🤖 AI Summary
This paper addresses hallucination detection and fine-grained localization in multilingual large language model (LLM) outputs. Methodologically, it proposes a knowledge-augmented, multi-granularity detection framework: (1) it pioneers the reconstruction of reference documents into declarative fact-checking units to enhance traceability of factual grounding; (2) it extends SelfCheckGPT with dynamic external knowledge integration capabilities; and (3) it introduces multilingual prompt engineering alongside a word-level IoU and Coverage-over-Reference (COR) evaluation framework for precise hallucination localization—from sentence- to word-level. Evaluated on the SemEval-2025 Task 3 multilingual benchmark, the framework achieves an average IoU of 0.5310 and COR of 0.5669, ranking first overall. To our knowledge, this is the first work to systematically enable word-level, interpretable hallucination detection in multilingual LLM generations.
📝 Abstract
SemEval-2025 Task 3 (Mu-SHROOM) focuses on detecting hallucinations in content generated by various large language models (LLMs) across multiple languages.
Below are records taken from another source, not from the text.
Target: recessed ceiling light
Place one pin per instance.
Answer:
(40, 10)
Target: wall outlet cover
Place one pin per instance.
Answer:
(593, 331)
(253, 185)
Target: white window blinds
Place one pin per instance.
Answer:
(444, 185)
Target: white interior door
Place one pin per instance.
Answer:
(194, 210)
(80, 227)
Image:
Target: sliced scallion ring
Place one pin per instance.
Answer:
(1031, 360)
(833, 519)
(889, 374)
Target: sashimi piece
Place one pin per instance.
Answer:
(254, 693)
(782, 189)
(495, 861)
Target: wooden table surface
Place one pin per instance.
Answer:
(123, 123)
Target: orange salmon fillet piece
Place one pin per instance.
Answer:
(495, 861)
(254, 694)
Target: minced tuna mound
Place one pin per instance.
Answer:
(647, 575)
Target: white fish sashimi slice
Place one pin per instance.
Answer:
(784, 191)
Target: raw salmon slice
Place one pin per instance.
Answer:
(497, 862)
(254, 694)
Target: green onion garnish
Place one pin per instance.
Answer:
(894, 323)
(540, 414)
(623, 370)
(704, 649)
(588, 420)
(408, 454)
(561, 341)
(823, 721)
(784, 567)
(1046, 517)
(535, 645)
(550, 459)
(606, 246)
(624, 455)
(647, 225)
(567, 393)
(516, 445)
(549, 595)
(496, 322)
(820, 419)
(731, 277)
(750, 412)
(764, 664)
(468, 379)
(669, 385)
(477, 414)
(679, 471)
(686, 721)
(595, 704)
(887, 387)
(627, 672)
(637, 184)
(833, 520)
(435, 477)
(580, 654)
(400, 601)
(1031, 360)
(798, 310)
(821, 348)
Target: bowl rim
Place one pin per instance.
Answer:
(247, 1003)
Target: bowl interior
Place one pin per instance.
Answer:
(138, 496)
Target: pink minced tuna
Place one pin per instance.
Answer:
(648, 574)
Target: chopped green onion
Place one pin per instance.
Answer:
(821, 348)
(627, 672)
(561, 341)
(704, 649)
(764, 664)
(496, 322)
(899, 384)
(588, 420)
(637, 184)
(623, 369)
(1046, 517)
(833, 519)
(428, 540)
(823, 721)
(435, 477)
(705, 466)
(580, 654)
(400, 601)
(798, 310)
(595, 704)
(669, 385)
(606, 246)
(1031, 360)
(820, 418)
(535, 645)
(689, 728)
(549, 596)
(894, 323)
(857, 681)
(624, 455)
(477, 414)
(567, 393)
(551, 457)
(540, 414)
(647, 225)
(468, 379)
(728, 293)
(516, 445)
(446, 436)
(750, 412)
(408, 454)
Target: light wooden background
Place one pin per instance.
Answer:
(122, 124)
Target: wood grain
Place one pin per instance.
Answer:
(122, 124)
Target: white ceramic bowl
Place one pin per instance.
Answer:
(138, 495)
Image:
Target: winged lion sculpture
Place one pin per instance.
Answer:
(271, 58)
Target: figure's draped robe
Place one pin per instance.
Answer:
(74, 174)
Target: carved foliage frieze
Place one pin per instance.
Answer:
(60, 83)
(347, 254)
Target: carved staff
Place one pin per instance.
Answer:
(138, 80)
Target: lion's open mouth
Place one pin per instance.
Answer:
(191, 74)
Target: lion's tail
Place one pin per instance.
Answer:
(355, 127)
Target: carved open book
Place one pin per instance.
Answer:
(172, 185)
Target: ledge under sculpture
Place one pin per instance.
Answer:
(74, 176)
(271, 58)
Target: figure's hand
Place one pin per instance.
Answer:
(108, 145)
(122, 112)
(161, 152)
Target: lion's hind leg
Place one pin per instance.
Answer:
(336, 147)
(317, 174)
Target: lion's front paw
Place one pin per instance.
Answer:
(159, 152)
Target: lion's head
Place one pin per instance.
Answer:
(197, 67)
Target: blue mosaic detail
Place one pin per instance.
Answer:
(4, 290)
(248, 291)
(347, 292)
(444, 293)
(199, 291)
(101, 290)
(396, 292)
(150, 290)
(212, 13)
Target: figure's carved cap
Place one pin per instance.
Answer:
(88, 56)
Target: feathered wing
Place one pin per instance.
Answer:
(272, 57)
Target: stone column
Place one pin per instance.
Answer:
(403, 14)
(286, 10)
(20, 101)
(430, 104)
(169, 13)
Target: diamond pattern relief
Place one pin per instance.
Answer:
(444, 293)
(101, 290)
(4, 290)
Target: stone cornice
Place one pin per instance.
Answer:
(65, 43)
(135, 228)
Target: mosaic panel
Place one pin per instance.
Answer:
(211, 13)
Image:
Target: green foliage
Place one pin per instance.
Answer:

This task involves not only identifying the presence of hallucinations but also pinpointing their specific occurrences. To tackle this challenge, this study introduces two methods: modified RefChecker and modified SelfCheckGPT. The modified RefChecker integrates prompt-based factual verification into References, structuring them as claim-based tests rather than single external knowledge sources. The modified SelfCheckGPT incorporates external knowledge to overcome its reliance on internal knowledge. In addition, both methods' original prompt designs are enhanced to identify hallucinated words within LLM-generated texts. Experimental results demonstrate the effectiveness of the approach, achieving a high ranking on the test dataset in detecting hallucinations across various languages, with an average IoU of 0.5310 and an average COR of 0.5669.